Of the 12 patients who underwent leukapheresis but did not receive lisocabtagene maraleucel infusion, 4 had disease progression, 3 of whom died, and 1 was admitted to hospice.
The median time from leukapheresis to product release was 24.0 days (range, 22.0-28.0). The median time from leukapheresis to lisocabtagene maraleucel infusion was 35.5 days (33.0-42.0). There were 20 patients receiving lisocabtagene maraleucel as outpatients and the median on-study follow-up time was 12.3 months (range 6.1-18.0) and 49 patients had an overall response.
Overall response and CR rates were observed across all subgroups. The PFS in all patients was 9.03 months (95% CI, 4.17-not reached) at a median follow-up of 13.0 months (range, 9.5-18.1). Then at a median follow-up of 16.4 months (range, 12.0-18.3), the median EFS in all patients was 7.23 months (95% CI, 3.22-22.60). The median follow-up of 17.6 months (range, 11.2-20.4) showed that the median OS in all patients was not reached (95% CI, 17.28-not reached), and the median DOR, which was assessed in the 49 patients who had a CR or PR, was 12.09 months (95% CI, 6.24-not reached) at a median follow-up of 15.5 months (range, 8.6-17.4).
Of the 33 patients who had a complete response, the median PFS was 22.60 months (95% CI, 12.98–not reached) and median OSl was also not reached (95% CI, not reached–not reached). The median DOR for the 33 patients who had CR was 21.65 months (95% CI 12.09–not reached).

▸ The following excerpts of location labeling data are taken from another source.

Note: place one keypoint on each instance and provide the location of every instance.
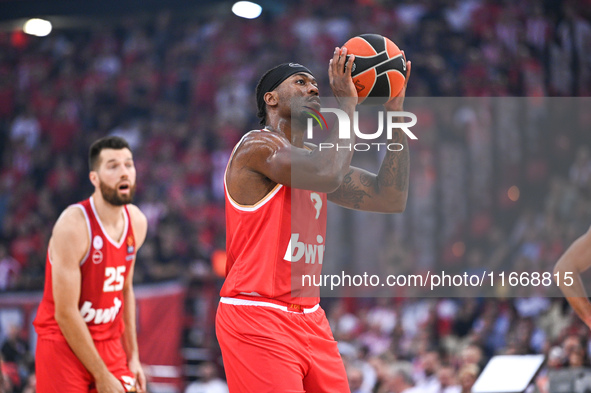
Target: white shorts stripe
(243, 302)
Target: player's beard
(112, 196)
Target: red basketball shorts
(267, 348)
(58, 369)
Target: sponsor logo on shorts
(97, 256)
(311, 253)
(101, 315)
(97, 242)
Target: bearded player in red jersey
(274, 338)
(86, 320)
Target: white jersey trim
(244, 302)
(260, 203)
(98, 219)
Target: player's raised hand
(136, 368)
(339, 75)
(396, 103)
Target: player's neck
(109, 214)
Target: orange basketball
(379, 70)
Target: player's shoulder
(72, 223)
(73, 215)
(138, 217)
(263, 138)
(135, 212)
(139, 221)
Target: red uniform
(273, 334)
(104, 270)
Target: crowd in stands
(180, 89)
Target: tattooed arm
(387, 191)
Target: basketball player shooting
(272, 340)
(86, 320)
(567, 272)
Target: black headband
(274, 77)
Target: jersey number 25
(114, 279)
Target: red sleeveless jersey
(103, 270)
(275, 247)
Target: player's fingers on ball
(342, 59)
(335, 59)
(349, 65)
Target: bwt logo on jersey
(296, 250)
(101, 315)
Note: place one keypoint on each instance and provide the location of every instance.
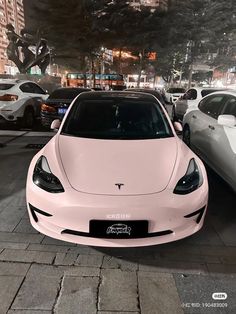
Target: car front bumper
(66, 216)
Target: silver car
(211, 132)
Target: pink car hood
(96, 166)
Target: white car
(189, 101)
(211, 132)
(173, 93)
(20, 101)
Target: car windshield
(176, 90)
(117, 119)
(66, 93)
(4, 86)
(206, 92)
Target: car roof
(116, 94)
(224, 91)
(207, 88)
(15, 81)
(73, 88)
(143, 90)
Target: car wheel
(173, 114)
(187, 136)
(28, 119)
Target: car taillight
(8, 97)
(47, 108)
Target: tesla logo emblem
(119, 185)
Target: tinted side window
(36, 89)
(191, 94)
(230, 106)
(26, 88)
(213, 105)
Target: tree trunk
(140, 68)
(190, 77)
(93, 72)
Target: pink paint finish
(97, 165)
(89, 171)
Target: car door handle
(211, 127)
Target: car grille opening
(35, 210)
(87, 234)
(199, 212)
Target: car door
(38, 95)
(204, 123)
(184, 102)
(31, 97)
(223, 145)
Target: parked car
(116, 174)
(190, 101)
(173, 93)
(211, 133)
(20, 102)
(153, 92)
(57, 104)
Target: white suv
(189, 101)
(20, 101)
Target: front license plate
(114, 229)
(62, 110)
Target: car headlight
(45, 179)
(191, 181)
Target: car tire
(28, 118)
(173, 114)
(187, 136)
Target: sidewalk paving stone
(158, 294)
(196, 289)
(48, 248)
(89, 260)
(60, 271)
(10, 217)
(12, 245)
(20, 237)
(9, 286)
(24, 226)
(117, 263)
(65, 258)
(27, 256)
(77, 296)
(118, 291)
(38, 292)
(13, 269)
(28, 312)
(172, 267)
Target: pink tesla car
(116, 174)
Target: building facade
(153, 4)
(11, 11)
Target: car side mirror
(178, 127)
(227, 120)
(55, 124)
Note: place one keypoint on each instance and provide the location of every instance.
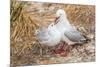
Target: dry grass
(26, 17)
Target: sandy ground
(25, 49)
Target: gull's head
(60, 13)
(51, 25)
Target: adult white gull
(49, 36)
(68, 32)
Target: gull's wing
(74, 36)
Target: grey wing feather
(74, 36)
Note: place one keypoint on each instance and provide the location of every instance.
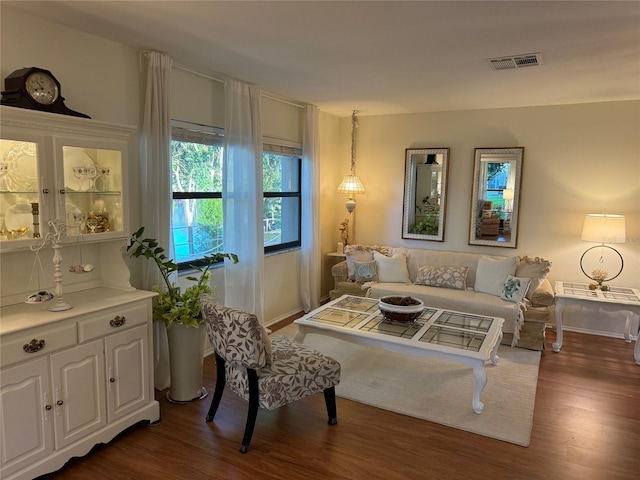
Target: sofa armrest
(339, 272)
(543, 296)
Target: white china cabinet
(68, 168)
(75, 378)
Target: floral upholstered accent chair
(269, 372)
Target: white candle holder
(57, 228)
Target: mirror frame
(517, 154)
(410, 205)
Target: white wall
(578, 159)
(104, 80)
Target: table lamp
(602, 228)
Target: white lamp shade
(603, 228)
(351, 185)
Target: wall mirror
(425, 193)
(496, 191)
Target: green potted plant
(180, 312)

In regard to safety, there were no treatment-related deaths and the safety profile of lisocabtagene maraleucel was consistent with previous studies. The most common grade 3 or worse treatment-emergent adverse events (TEAEs) were neutropenia in 29 patients (48%), leukopenia in 13 (21%), and thrombocytopenia in 12 (20%). Serious TEAEs deemed to be related to lisocabtagene maraleucel were observed in 13 (21%) patients. Two patients died due to TEAEs, 1 due to COVID-19 on day 62 after lisocabtagene maraleucel infusion and and 1 patient died due to COVID-19 pneumonia on day 42 after lisocabtagene maraleucel infusion.
Cytokine release syndrome occurred in 23 patients (38%), including 1 patient who had grade 3. Nineteen patients had neurological events (31%) 3 of whose were grade 3. No grade 4 events or deaths were observed in the study.